Encerra este sábado na Cidade da Praia mais uma edição do Kriol Jazz Fest, que durante três dias juntou na capital de Cabo Verde músicos dos dois lados do Atlântico.

É uma utopia bonita, a que por estes dias se vive na Cidade da Praia. Durante uma semana, a capital de Cabo Verde foi literalmente um palco do mundo aberto a todos, com centenas de músicos, empresários, produtores e jornalistas de todo o mundo unidos por uma causa comum, a música.

Primeiro com a Atlantic Music Expo (AME) e desde quinta-feira com o Kriol Jazz Fest, um festival que celebra a música crioula dos dois lados do Atlântico e mais uma vez tornaram o pequeno arquipélago africano no centro da world music, com um vasto programa de conferências, workshops e muitos, muitos concertos. Porque, como referiu o diplomata cabo-verdiano António Lima, "para se conhecer um povo, é importante conhecer a sua música".

O atual embaixador permanente de Cabo Verde na ONU e antigo líder do Kaoguiamo, um dos primeiros grupos de intervenção cultural africano a cantar na Europa a luta de resistência dos povos africanos contra o colonialismo, foi um dos convidados de uma das mesas-redondas mais concorridas da edição deste ano da AME. O tema era precisamente a música como forma de resistência, uma realidade bem presente em muitos países africanos.

"A música é o fundamento de muitas destas sociedades", realçou o maliano de origem tuaregue Manny Ansar, organizador, no seu país, do Festival au Désert ou da Caravana Cultural para a Paz. Parte do território do Mali está controlado por jihadistas, que proibiram por completo a música. "Mas há quem resista com muita coragem", sublinha o produtor que convenceu os Tinariwen "a trocarem as armas pelas guitarras como forma de resistência", transformando-os num dos maiores embaixadores mundiais da causa tuaregue.

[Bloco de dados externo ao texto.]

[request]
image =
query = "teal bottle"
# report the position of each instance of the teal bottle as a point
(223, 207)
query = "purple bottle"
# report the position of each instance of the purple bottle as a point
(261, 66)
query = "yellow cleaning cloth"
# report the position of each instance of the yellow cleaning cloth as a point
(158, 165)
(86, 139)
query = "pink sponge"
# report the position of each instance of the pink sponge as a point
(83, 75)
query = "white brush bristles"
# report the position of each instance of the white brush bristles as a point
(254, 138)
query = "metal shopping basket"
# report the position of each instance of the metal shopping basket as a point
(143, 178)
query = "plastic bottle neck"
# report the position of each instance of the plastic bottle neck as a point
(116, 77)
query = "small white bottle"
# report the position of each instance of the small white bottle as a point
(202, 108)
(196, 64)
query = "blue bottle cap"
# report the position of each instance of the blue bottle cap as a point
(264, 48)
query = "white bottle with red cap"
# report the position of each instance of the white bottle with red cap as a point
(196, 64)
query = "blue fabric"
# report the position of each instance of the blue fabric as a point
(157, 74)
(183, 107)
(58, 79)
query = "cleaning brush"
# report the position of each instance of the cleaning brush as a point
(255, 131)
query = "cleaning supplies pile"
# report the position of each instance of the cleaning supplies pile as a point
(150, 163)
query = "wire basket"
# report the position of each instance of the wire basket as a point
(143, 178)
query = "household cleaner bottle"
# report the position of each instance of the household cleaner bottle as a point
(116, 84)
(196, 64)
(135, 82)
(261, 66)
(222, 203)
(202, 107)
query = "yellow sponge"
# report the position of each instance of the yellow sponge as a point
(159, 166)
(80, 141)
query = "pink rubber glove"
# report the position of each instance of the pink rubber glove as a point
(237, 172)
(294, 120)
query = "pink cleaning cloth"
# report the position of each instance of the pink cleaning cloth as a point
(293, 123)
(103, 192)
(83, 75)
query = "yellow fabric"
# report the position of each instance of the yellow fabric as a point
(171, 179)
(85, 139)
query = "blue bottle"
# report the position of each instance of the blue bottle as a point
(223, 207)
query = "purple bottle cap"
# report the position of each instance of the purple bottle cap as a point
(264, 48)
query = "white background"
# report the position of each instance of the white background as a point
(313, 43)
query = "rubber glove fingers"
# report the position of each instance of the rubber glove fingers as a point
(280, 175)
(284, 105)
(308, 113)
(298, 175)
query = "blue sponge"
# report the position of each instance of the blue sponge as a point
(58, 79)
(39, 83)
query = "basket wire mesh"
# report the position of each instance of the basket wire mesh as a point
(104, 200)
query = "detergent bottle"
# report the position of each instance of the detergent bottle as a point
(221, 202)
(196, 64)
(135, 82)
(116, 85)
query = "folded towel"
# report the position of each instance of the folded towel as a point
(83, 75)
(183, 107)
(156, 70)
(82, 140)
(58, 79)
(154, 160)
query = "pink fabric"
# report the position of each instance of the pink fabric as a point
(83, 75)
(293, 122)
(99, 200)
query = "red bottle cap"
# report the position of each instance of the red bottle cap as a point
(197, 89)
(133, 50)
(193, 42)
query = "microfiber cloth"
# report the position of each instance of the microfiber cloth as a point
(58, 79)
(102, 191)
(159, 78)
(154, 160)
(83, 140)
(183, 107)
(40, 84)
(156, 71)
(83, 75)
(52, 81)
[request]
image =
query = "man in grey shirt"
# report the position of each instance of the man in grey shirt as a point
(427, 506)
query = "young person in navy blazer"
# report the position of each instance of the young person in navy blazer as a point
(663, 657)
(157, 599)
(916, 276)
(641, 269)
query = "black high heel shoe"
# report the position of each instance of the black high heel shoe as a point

"Um dos objetivos destes encontros é questionar a diversidade enquanto razão de divisão entre os povos", explicou no final o ministro da Cultura de Cabo Verde, Lúcio Lima, também ele músico. "A diversidade é a origem, mas a finalidade tem de ser a síntese. A maior transformação que a música provoca é a nível individual, em quem a ouve, e por isso ainda se destroem instrumentos", defendeu o governante, que teve na AME um dos projetos mais ambiciosos e prioritários do seu mandato, prestes a chegar ao fim.

E o ambiente de festa fora da sala de conferências, prova que a aposta foi ganha. Para além de diversos showcases durante a tarde, as noites eram ocupadas com concertos espalhados por diversos palcos, onde de um momento para o outro se passava do hip-hop senegalês para o reggae cabo-verdiano ou para um r&b haitiano.

Ao mesmo tempo, decorriam pela cidade um sem fim de concertos à margem da programação oficial, numa espécie de pré-Kriol Jazz Fest, que desde quinta-feira aqui juntou músicos da Europa, África e Américas, numa celebração da cultura crioula. A utopia da síntese é, afinal, possível, nem que seja só por alguns dias.